Há quem afirme que a CPI não dará em coisa
alguma, porque Bolsonaro está blindado pela dupla Augusto Aras-Arthur Lira.
Nenhuma blindagem dura para sempre. Essa tem prazo de validade. Se a
popularidade permanecer baixa reduzindo as possibilidades de reeleição e os
problemas econômicos, orçamentários e políticos continuarem se acumulando,
Bolsonaro perderá seus protetores. É por isso que Guedes lança a rede, jogando
fora os escrúpulos fiscais.
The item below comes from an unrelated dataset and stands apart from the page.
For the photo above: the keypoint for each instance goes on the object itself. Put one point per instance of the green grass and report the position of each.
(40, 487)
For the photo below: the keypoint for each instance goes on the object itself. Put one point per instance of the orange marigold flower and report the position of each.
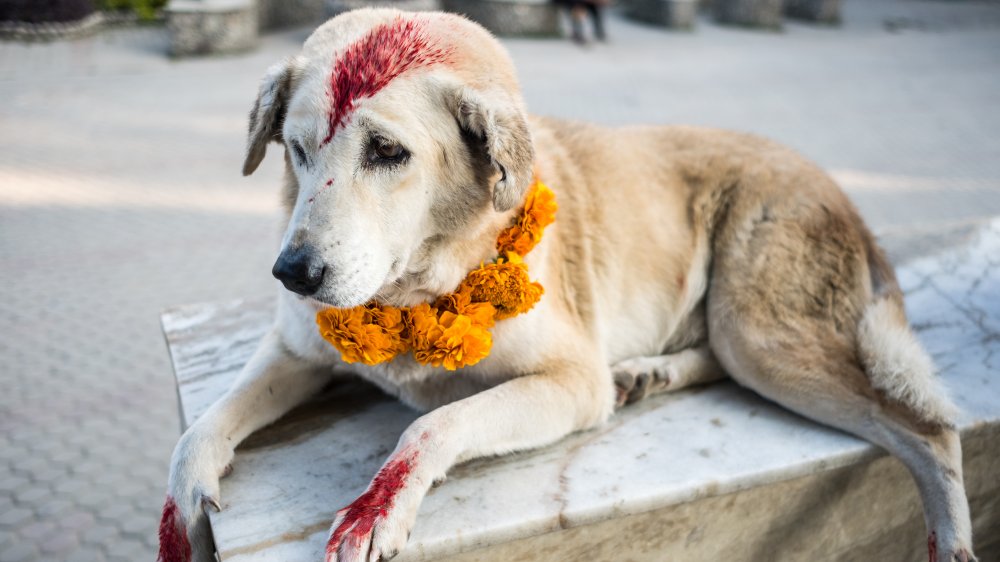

Não vai funcionar.
A CPI não ligou o forno de pizza e seguiu
adiante mesmo sabendo que no caminho da punição há dois grandes obstáculos, um
na PGR e outro na Câmara dos Deputados. O primeiro mérito da Comissão foi
derrotar aqueles que diziam que não era a hora de CPI, mas sim de “união
nacional contra o vírus”. Um argumento falacioso porque a união seria, na
verdade, rendição a um presidente que atenta contra a vida dos brasileiros.
Nesse fim da CPI o país está diante de um
caso absolutamente espantoso:o presidente do Brasil está sendo acusado de
mentir, espalhar vírus, usar mal o dinheiro público, incitar outros a
praticarem crime, desrespeitar normas da saúde, falsificar documentos, ser um
charlatão, prevaricar e de cometer crime contra a humanidade. Como uma pessoa
assim permanece presidente do Brasil?